As a previous board member of Gov. Whitman’s Prosperity New Jersey, I am aware of the administration’s genuine desire to cut government spending while finding ways to put more meaning in the phrase “New Jersey is open for business.”
Eliminating New Jersey’s Small Business Development Centers (SBDC) may initially seem like a cost-saving measure, but such a move would set back New Jersey’s efforts on the job creation/tax generation front. It would definitely be a penny wise and pound-foolish decision to eliminate SBDCs. In an attempt to save more money, it is important not to inadvertently eliminate programs that create jobs and attract taxpaying businesses to our state. The SBDCs do both.
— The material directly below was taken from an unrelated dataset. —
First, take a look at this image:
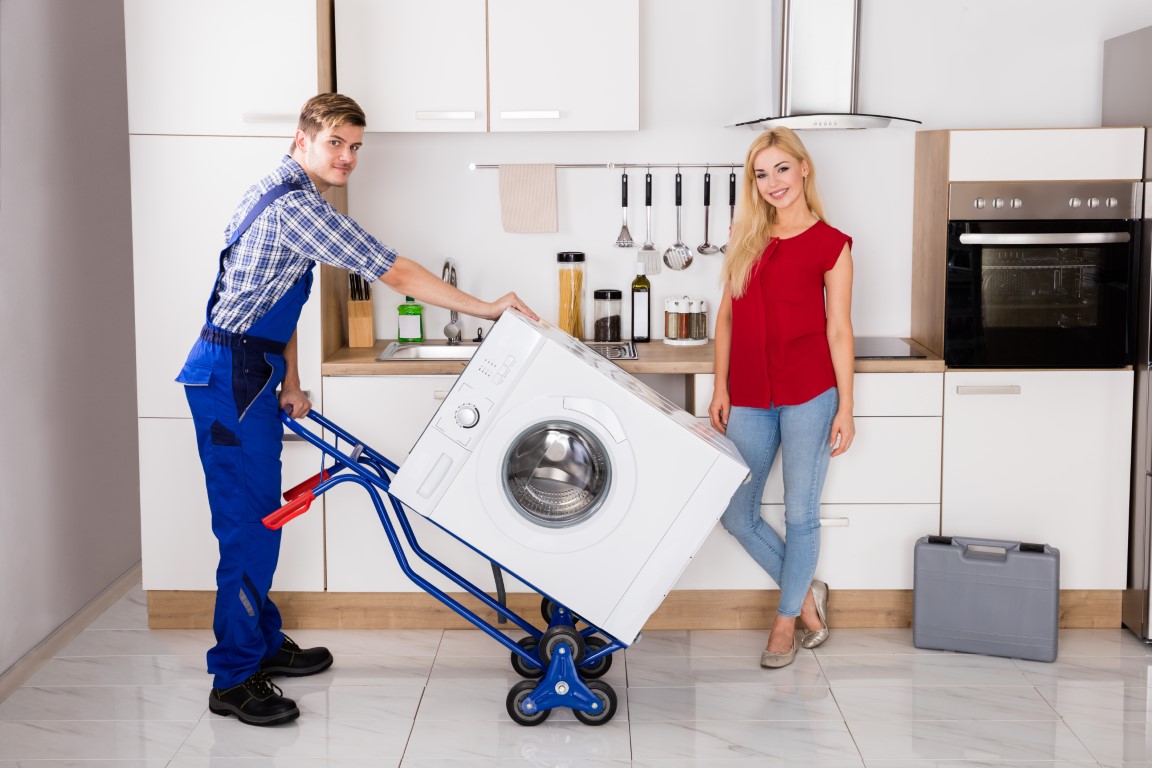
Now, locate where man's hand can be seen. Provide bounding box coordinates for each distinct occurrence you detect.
[280,387,312,419]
Answers to the most frequently asked questions will help our representatives as they deliberate about budget priorities:
Question: Isn’t the SBDC just another government bureaucracy full of red tape that achieves not results?
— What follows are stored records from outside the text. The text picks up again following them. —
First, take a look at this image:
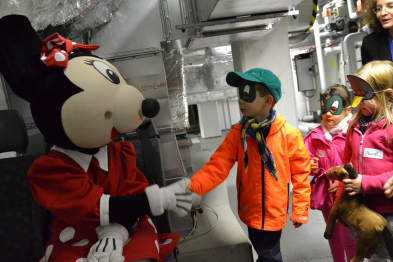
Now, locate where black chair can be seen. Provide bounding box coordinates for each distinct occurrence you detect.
[0,110,51,262]
[116,118,177,262]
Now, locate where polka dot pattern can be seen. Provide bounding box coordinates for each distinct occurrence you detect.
[161,238,173,245]
[45,245,53,261]
[71,239,89,247]
[59,227,75,243]
[147,218,157,233]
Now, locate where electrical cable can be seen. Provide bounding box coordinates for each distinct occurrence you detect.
[179,204,218,243]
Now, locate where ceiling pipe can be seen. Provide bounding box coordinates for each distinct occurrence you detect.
[314,20,326,92]
[347,0,359,19]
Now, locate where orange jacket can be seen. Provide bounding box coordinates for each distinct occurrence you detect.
[190,114,311,231]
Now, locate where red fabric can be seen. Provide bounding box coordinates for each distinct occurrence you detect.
[28,142,180,262]
[41,33,100,68]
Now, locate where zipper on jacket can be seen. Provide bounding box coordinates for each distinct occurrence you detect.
[287,183,290,214]
[261,161,265,230]
[237,180,242,211]
[356,128,370,174]
[359,134,364,174]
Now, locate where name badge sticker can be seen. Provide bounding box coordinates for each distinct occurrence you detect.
[317,149,326,157]
[363,148,383,159]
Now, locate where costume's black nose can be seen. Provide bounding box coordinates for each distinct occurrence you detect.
[142,98,160,118]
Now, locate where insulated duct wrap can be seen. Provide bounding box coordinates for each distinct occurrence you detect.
[0,0,121,39]
[164,44,189,134]
[184,46,237,104]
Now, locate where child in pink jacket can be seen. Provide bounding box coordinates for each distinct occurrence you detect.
[304,85,356,262]
[343,61,393,262]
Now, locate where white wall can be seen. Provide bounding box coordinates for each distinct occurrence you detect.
[217,99,241,130]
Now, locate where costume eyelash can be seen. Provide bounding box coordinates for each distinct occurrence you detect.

Answer: No, and nothing could be further from the truth.
At a cost to the state of New Jersey of less than $38.50 per client, New Jersey’s Small Business Development Centers worked with over 13,000 people in 1995. Over 3,000 SBDC clients qualified for and received loans to enlarge their businesses, and these firms provided $15.5 million in state taxes. Nine percent of all the new jobs created in New Jersey in 1995 can be traced to work done by the SBDCs. That is a fabulous return on investment. When you think about it, we should all be amazed at what the New Jersey SBDC staff accomplished despite the ever-present threat of elimination.
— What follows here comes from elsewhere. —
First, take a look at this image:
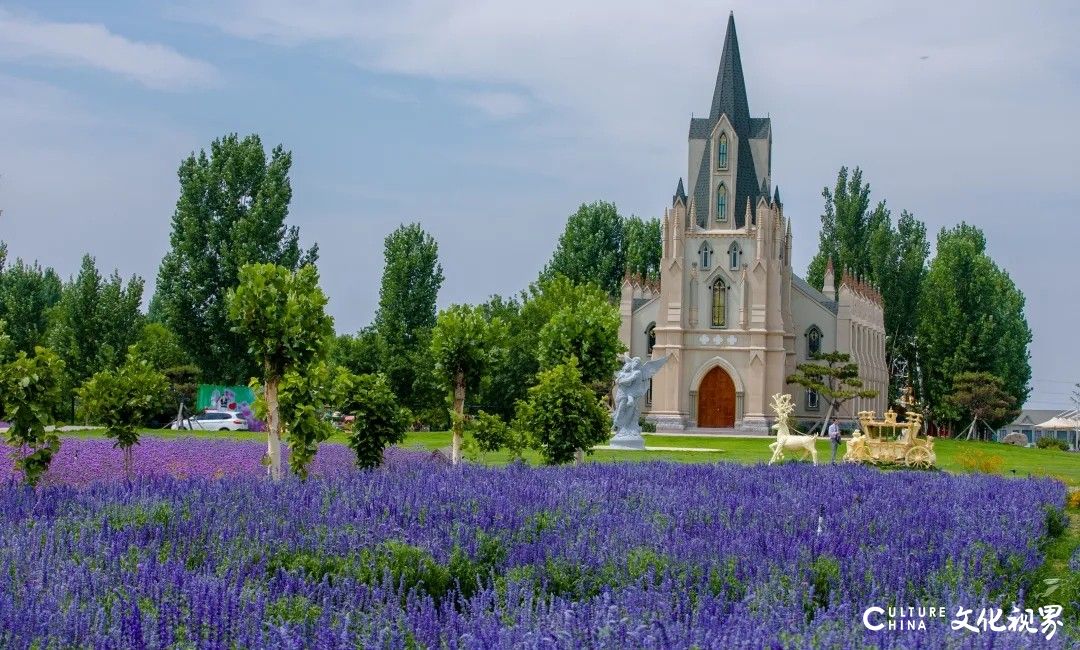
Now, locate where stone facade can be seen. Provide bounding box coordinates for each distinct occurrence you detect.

Brenda Hopper, the executive director for New Jersey’s Small Business Development Centers, recognized the need for measured results and efficiency. I am sure that the administration, the Department of Commerce and the Legislature would be pleased with the responsible steps she and her managers take to constantly improve return on investment for New Jersey taxpayers.
Question: Why can’t the SBDCs be self-sustaining?
Answer: The SBDCs nationally have been precluded from being charged fees by Congress.
They provide one-on-one counseling for start-up companies that can’t afford market rates. Although clients do pay for some of SBDC’s services, the overwhelming majority of SBDC’s clients do not have enough money to pay the normal fees of management consultants, accountants, lawyers, etc.
Question: Don’t the SBDCs compete with the private sector?
Answer: Through the SBDCs, New Jersey invests $38.50 per client in people who are trying to take responsibility for their futures and not relying on unemployment or welfare. A private company could not cover its basic operating expenses on so little money.
Question: Aren’t there other places to get similar services?
Answer: No. Local colleges and chambers of commerce provide courses, but the New
Jersey SBDCs have received national recognition for efficiency and effectiveness. If they were eliminated, New Jersey would inevitably have to recreate the same thing; only that would be very difficult to do. The SBDCs have accomplished a true public-private partnership that other organizations just talk about. They provide one-on-one counseling, training, targeted assistance (exporting, procurement, tech hotline, etc.) and an incubator. The Entrepreneurial Training Institute is good at what it does, but it provides only a small piece of what start-up companies need.
Question: Doesn’t the SBDC compete for money needed by the Commerce Department’s Division of Small Business, Women and Minority Owned Business?
Answer: Even if the SWM Division and the SBDCs performed the same function (which they do not), it would be important to remember that 2 to 1 federal matching makes each dollar invested in NJ SBDCs worth more than $3 (closer to $4) because the SBDCs also attract private contributions and grants. Plus, over one-third of the clients served by the SBDCs in New Jersey represent women-owned business, and over one-third are minority-owned companies.
The SWM Division’s role is very different. Its WBO and MBO vendor certification programs have been every important. There is a great deal to be done on the economic development front these days. I view the SWM Division as the small business arm of the Department of Commerce. People like Michael Rambert are important to attracting and retaining small businesses to New Jersey. His division would not need to duplicate what is being done well by SBDCs to be meaningful.
In this day and age of corporate layoffs, New Jersey needs to have stable Small Business Development Centers. Government representatives should consider the effectiveness of New Jersey’s SBDCs as budget proposals cross their desks.